Doctors posing for the camera

Seated: Jan Helms, M.D., Ph.D., 2001 Gold Medal Award recipient; and Paul Van de Heyning, M.D., Ph.D., 2014 Gold Medal Award recipient; Standing: Joel Goebel, M.D., 2018 Gold Medal Award recipient; John Dornhoffer, M.D., Prosper Ménière Society Executive Director; Chris Raine, M.D., FRCS, ChM, Bingley, UK; and Ludwig Moser, M.D., Schattwald, Austria

Goebel is a fellow of the American College of Surgeons, the American Otological Society, the American Neurotology Society (President 2006-2007), the American Academy of Otolaryngology-Head and Neck Surgery (AAO-HNS), the Triological Society, the Barany Society, the Prosper Ménière Society, and the Association for Research in Otolaryngology.
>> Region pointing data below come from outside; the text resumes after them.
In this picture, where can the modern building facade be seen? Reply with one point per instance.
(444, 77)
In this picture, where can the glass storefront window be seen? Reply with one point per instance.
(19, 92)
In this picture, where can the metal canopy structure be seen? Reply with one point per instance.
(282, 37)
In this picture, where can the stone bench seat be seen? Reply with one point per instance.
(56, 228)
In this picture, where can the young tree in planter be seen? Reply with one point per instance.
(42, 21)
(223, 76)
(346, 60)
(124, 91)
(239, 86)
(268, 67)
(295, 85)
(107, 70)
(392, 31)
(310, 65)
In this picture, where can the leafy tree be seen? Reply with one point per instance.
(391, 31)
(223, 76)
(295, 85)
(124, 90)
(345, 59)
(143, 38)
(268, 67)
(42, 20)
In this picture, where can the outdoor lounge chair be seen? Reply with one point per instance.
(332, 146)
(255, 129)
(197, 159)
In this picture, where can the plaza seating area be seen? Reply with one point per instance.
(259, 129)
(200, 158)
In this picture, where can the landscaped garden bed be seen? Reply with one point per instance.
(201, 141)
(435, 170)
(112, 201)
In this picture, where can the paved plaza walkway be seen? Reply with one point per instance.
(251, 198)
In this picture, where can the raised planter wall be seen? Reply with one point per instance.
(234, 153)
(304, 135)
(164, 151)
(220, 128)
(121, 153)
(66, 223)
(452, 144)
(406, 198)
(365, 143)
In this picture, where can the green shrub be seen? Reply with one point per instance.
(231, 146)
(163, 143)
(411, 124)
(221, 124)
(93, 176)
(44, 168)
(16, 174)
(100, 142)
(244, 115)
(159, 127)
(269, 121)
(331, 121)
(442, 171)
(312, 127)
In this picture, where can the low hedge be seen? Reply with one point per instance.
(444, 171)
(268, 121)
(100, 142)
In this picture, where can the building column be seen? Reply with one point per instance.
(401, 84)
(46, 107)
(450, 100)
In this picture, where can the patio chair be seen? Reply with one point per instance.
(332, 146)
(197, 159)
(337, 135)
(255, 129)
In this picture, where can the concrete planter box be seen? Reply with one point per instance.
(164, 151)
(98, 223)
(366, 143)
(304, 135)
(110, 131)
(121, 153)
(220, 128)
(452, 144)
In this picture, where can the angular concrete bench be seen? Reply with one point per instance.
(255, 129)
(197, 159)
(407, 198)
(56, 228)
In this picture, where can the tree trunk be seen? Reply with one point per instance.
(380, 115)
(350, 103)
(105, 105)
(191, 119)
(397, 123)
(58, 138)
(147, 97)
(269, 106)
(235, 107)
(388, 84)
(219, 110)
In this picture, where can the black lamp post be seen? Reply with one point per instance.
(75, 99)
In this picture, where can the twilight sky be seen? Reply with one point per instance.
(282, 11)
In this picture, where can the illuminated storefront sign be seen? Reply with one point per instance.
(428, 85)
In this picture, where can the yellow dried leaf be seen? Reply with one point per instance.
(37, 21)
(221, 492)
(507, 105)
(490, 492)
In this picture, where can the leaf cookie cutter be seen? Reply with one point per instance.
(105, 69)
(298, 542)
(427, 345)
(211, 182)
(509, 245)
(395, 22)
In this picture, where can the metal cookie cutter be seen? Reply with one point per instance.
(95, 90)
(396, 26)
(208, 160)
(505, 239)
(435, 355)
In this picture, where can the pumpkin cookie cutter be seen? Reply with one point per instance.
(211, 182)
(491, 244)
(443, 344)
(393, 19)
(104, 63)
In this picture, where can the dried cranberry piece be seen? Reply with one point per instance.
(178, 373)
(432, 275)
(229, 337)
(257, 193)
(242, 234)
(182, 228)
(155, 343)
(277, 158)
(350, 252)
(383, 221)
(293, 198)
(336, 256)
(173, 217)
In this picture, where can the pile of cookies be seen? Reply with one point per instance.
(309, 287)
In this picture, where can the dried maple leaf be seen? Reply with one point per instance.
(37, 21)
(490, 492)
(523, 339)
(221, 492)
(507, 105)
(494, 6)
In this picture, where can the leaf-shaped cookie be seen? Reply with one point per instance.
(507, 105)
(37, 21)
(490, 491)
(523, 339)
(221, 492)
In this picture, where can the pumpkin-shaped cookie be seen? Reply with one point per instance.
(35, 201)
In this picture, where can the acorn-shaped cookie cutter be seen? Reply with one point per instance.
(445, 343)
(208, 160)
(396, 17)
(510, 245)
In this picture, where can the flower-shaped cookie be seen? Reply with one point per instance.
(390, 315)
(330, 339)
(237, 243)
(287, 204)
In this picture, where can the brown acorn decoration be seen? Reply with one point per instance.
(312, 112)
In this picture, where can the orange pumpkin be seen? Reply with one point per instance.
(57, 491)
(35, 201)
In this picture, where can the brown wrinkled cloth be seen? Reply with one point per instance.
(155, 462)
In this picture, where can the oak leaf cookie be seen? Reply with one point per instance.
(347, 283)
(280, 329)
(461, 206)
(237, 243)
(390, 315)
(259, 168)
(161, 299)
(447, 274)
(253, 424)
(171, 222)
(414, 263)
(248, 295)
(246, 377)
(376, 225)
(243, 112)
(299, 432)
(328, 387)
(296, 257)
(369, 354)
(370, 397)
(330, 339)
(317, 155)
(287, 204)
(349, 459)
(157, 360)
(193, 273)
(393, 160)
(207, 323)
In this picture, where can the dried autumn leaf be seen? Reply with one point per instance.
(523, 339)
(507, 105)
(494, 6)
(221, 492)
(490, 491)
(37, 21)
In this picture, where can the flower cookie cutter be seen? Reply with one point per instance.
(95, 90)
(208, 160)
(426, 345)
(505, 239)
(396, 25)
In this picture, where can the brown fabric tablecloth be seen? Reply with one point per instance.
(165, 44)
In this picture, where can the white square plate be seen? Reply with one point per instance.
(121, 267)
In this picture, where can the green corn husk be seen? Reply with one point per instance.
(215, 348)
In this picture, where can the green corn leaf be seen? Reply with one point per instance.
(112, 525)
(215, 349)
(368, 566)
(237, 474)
He is currently the chairman of the AAO-HNS Equilibrium Committee and was inducted into the Royal College of Surgeons in 2010.

The next symposium has been scheduled for March 20-28, 2020, and information about abstract submission and meeting registration will be provided on the society website (www.ProsperMeniere.com).

“We certainly hope to build on the momentum of this year’s event while planning the next,” Dornhoffer said. “Hope to see you in 2020.”

The Prosper Ménière Society was founded in 1981 by the International Meniere’s Disease Research Institute (IMDRI) of the Colorado Otologic Research Center (CORC). Its primary goal is to promote the academic dissemination and discussion of clinical research data on Ménière’s disease and all aspects of inner ear dysfunction, pathophysiology, diagnosis and treatment.